Alla soluzione di queste criticità si confida possano, almeno in parte, rispondere alcuni recenti provvedimenti come il Family Act1, il Piano nazionale per la lotta al lavoro sommerso2, soprattutto, la Legge Delega in materia di politiche in favore delle persone anziane3. Il nostro auspicio è che possano essere recepite le indicazioni che arrivano direttamente dalle famiglie, oramai consapevoli di come la gestione della non autosufficienza non possa più essere affidata a soluzioni precarie, provvisorie o fai da te. Al contrario servono aiuti concreti che rendano sostenibile la spesa e, allo stesso tempo, facciano emergere il lavoro irregolare.

In questo contesto complessivamente (pur se teoricamente) positivo, ribadiamo un concetto di base: non si può e non si deve fare di “tutta l’erba un fascio”. Il tema dell’aiuto alle famiglie è diverso rispetto a quello del lavoro regolare (emersione del lavoro nero). Per soddisfare il secondo – che riteniamo sia trasversale e basilare – occorre intervenire sulla leva della deducibilità fiscale. Quanto agli aiuti che necessitano le famiglie, gli interventi dovrebbero, invece, essere immediati (erogazioni materiali e mensili). Inoltre, considerando che gli interventi relativi a natalità (Assegno Unico e Universale), alla non autosufficienza (Prestazione universale – Indennità di accompagnamento) ed un domani anche eventuali assegni per l’empowerment femminile dovranno servire per questo scopo, riteniamo che non debbano in alcun modo mescolarsi con altre misure dedicate al sostegno puramente economico alle famiglie. Occorre interrompere quel circolo vizioso che alimenta il lavoro irregolare: da una parte il lavoratore percepisce sussidi statali destinati alla povertà, dall’altra la famiglia che non adempie alle obbligazioni contributive ed ad alcune contrattuali (non sempre e non totalmente). Peraltro gli interventi che auspichiamo prevederanno sia i decreti delegati del Family Act, sia le azioni del Piano nazionale per la lotta al lavoro sommerso, avranno necessariamente una funzione di diminuzione del costo del lavoro che permetterà il tanto auspicato minor costo del lavoro regolare rispetto al lavoro irregolare.

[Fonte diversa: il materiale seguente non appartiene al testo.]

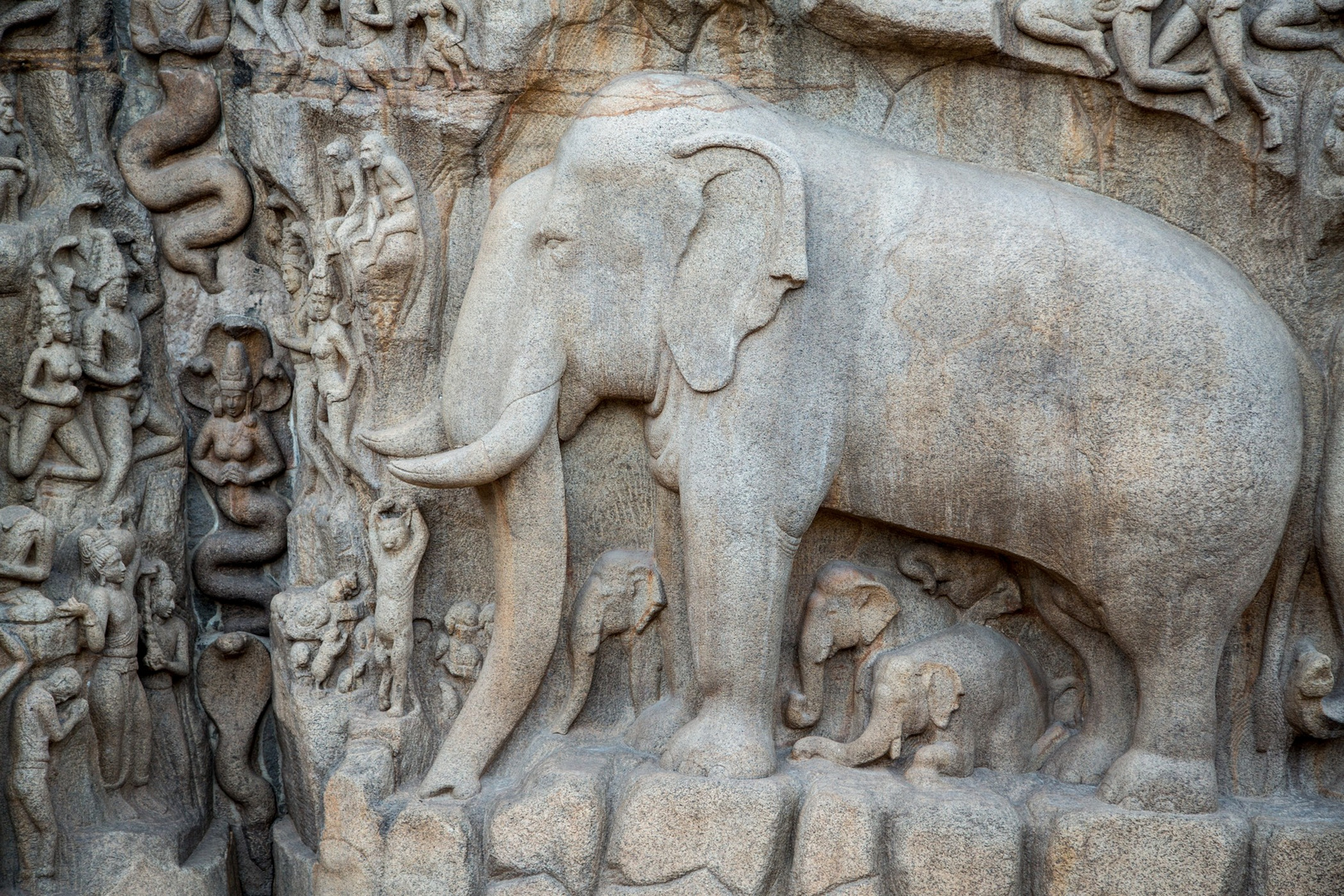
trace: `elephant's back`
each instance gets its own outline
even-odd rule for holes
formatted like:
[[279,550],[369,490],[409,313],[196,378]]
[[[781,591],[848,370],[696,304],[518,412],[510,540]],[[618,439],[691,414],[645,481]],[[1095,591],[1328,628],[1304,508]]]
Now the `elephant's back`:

In conclusione: tutte le norme che abbiamo citato potrebbero generare un’offerta di lavoro con parametri economici in aumento, tendenza che si sommerebbe alla minore disponibilità di lavoratrici a fronte di un aumento della domanda delle famiglie. Ne siamo consapevoli, ma è oggettivamente la logica di ogni sistema di domanda/offerta. Vi sarà un nuovo equilibrio e tutte le forze in campo, compreso lo Stato, dovranno reagire. Non a caso ci siamo preoccupati della normativa sul salario minimo. La normazione statale può e deve regolare l’incontro domanda/offerta di lavoro, nonché le regole minime dei diritti sociali, prevedendo anche i livelli minimi di assistenza, ma deve necessariamente fare i conti con le famiglie, che non sono imprese e non si possono ‘chiudere’ perché in un regime concorrenziale sopravvivono solo quelle sane. Al contrario, saranno purtroppo proprio le famiglie meno sane (e non solo in senso economico) a dover fare i conti con normative insostenibili.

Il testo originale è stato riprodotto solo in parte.